This work addresses the challenge of fair event ordering in distributed systems, where clock synchronization errors complicate deterministic sequencing. The authors propose Tommy, a novel sequencer that, for the first time, integrates social choice theory into event ordering. By modeling the statistical characteristics of clock synchronization errors, Tommy probabilistically compares noisy timestamps and reformulates the ordering task as a social choice problem, yielding a partially ordered sequence. Rather than attempting to eliminate clock inaccuracies, Tommy explicitly tolerates them, effectively handling the non-transitivity inherent in probabilistic comparisons. This approach ensures fairness in a probabilistic sense while significantly outperforming baseline methods based on Spanner’s TrueTime.
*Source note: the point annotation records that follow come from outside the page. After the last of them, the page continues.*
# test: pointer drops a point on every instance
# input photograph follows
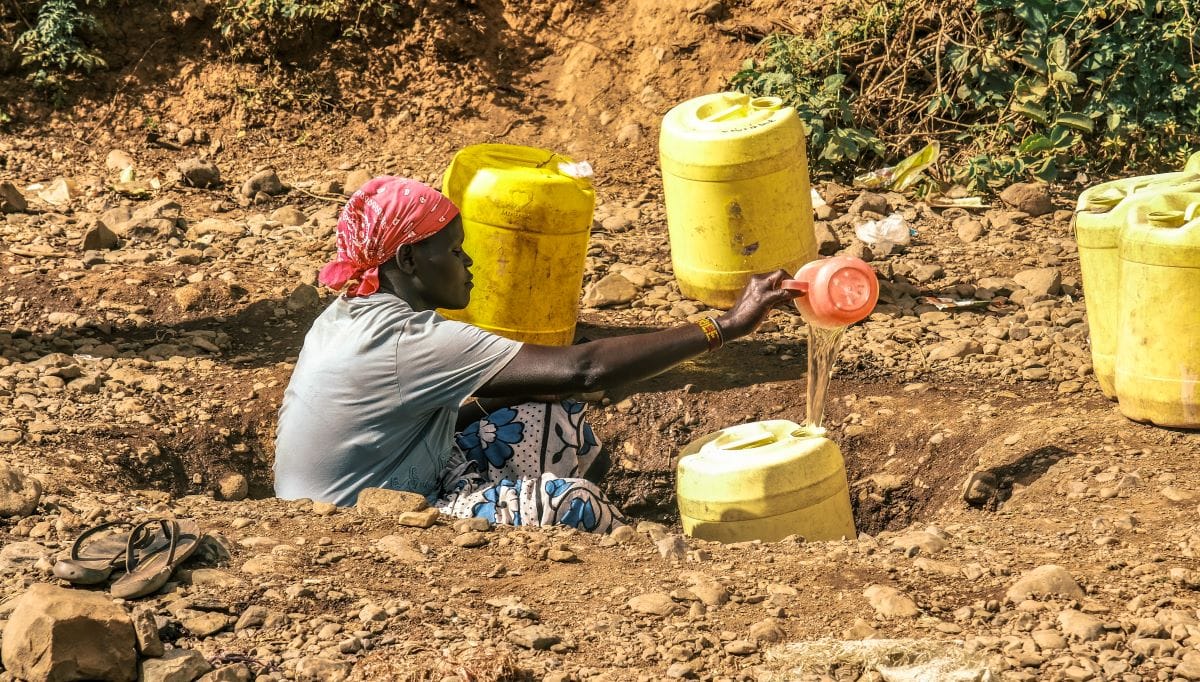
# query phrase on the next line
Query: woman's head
(407, 225)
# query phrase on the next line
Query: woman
(383, 381)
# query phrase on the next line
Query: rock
(957, 348)
(1041, 281)
(203, 623)
(672, 548)
(265, 181)
(313, 669)
(891, 603)
(424, 519)
(870, 202)
(769, 630)
(199, 173)
(235, 672)
(355, 179)
(147, 632)
(538, 638)
(711, 592)
(289, 216)
(655, 604)
(827, 239)
(233, 486)
(471, 539)
(1079, 626)
(969, 229)
(981, 489)
(611, 289)
(928, 543)
(118, 160)
(382, 502)
(57, 634)
(175, 665)
(99, 238)
(19, 494)
(304, 297)
(1032, 198)
(252, 617)
(1047, 580)
(11, 199)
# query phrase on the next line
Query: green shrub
(1011, 88)
(57, 46)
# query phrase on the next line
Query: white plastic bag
(892, 231)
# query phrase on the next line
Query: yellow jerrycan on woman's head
(736, 186)
(527, 216)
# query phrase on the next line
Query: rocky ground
(1012, 522)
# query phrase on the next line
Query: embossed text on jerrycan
(736, 185)
(1158, 327)
(1101, 214)
(763, 482)
(527, 215)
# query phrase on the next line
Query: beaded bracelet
(712, 333)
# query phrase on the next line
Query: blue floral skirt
(526, 466)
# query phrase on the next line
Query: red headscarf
(382, 216)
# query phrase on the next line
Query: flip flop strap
(139, 538)
(88, 533)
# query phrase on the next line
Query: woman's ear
(405, 261)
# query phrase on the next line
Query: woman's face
(443, 268)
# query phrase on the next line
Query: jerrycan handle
(744, 437)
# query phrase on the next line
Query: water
(823, 346)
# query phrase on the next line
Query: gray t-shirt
(373, 399)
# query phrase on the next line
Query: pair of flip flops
(149, 552)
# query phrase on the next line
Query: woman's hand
(756, 300)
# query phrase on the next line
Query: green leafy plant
(1011, 88)
(57, 46)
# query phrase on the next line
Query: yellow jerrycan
(763, 482)
(1101, 214)
(736, 186)
(1158, 344)
(527, 216)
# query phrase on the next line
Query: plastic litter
(887, 233)
(904, 174)
(579, 169)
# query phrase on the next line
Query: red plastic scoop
(834, 292)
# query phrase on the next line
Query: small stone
(233, 488)
(891, 603)
(199, 173)
(1079, 626)
(265, 181)
(313, 669)
(175, 665)
(471, 539)
(769, 630)
(1032, 198)
(235, 672)
(58, 634)
(654, 603)
(1041, 281)
(870, 202)
(611, 289)
(538, 638)
(19, 494)
(1047, 580)
(147, 630)
(11, 199)
(289, 216)
(354, 180)
(424, 519)
(672, 548)
(382, 502)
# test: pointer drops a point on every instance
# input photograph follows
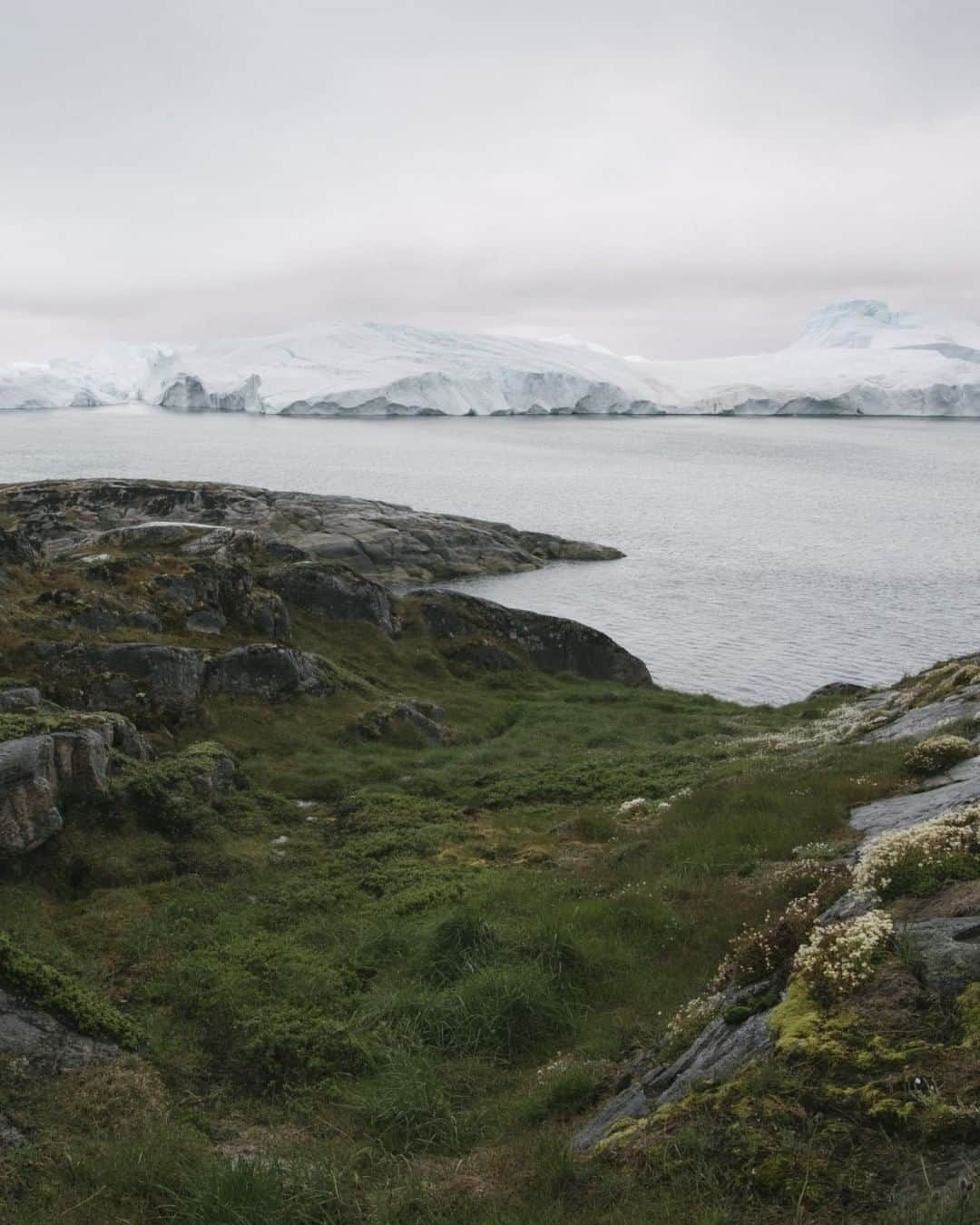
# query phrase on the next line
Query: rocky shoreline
(380, 539)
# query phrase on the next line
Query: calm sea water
(765, 557)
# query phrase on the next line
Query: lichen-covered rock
(378, 539)
(921, 720)
(211, 593)
(550, 643)
(28, 788)
(718, 1054)
(45, 1044)
(133, 678)
(263, 671)
(34, 770)
(947, 952)
(17, 548)
(335, 594)
(957, 787)
(403, 717)
(18, 699)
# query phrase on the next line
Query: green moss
(49, 989)
(968, 1010)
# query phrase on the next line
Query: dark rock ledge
(381, 539)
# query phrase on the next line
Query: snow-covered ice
(851, 358)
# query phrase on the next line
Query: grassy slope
(405, 1006)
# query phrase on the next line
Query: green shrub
(407, 1104)
(936, 753)
(46, 987)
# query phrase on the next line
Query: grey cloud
(663, 179)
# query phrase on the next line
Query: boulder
(335, 594)
(378, 539)
(718, 1054)
(550, 643)
(43, 1043)
(947, 952)
(263, 671)
(839, 689)
(17, 548)
(28, 787)
(18, 699)
(958, 787)
(405, 717)
(135, 678)
(925, 720)
(10, 1137)
(35, 770)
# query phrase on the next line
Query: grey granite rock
(263, 671)
(550, 643)
(925, 720)
(43, 1043)
(378, 539)
(720, 1054)
(16, 701)
(35, 769)
(133, 678)
(335, 594)
(947, 952)
(958, 787)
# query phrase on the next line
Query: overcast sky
(669, 179)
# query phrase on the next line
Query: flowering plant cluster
(917, 861)
(759, 952)
(818, 850)
(842, 956)
(690, 1019)
(936, 753)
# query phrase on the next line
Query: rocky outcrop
(265, 671)
(947, 953)
(17, 548)
(958, 787)
(718, 1054)
(37, 770)
(130, 676)
(550, 643)
(44, 1044)
(168, 682)
(925, 720)
(378, 539)
(212, 593)
(18, 699)
(398, 718)
(335, 594)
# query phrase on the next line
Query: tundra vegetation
(363, 972)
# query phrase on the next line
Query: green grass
(416, 994)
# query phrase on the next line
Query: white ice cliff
(853, 358)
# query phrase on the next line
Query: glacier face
(854, 358)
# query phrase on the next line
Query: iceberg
(853, 358)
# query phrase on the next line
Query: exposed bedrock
(550, 643)
(37, 770)
(44, 1044)
(335, 594)
(373, 538)
(144, 679)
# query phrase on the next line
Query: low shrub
(407, 1105)
(842, 956)
(46, 987)
(760, 952)
(936, 753)
(689, 1021)
(917, 861)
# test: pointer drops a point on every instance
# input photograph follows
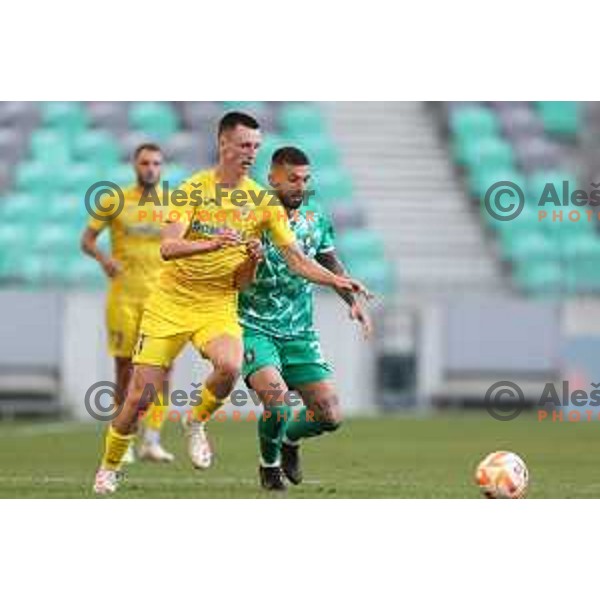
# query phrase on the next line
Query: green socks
(271, 428)
(306, 425)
A growing class of applications depends on fair ordering, where events that occur earlier should be processed before later ones. Providing such guarantees is difficult in practice because clock synchronization is inherently imperfect: events generated at different clients within a short time window may carry timestamps that cannot be reliably ordered. Rather than attempting to eliminate synchronization error, we embrace it and establish a probabilistically fair sequencing process. Tommy is a sequencer that uses a statistical model of per-clock synchronization error to compare noisy timestamps probabilistically. Although this enables ordering of two events, the probabilistic comparator is intransitive, making global ordering non-trivial. We address this challenge by mapping the sequencing problem to a classical ranking problem from social choice theory, which offers principled mechanisms for reasoning with intransitive comparisons. Using this formulation, Tommy produces a partial order of events, achieving significantly better fairness than a Spanner TrueTime-based baseline approach.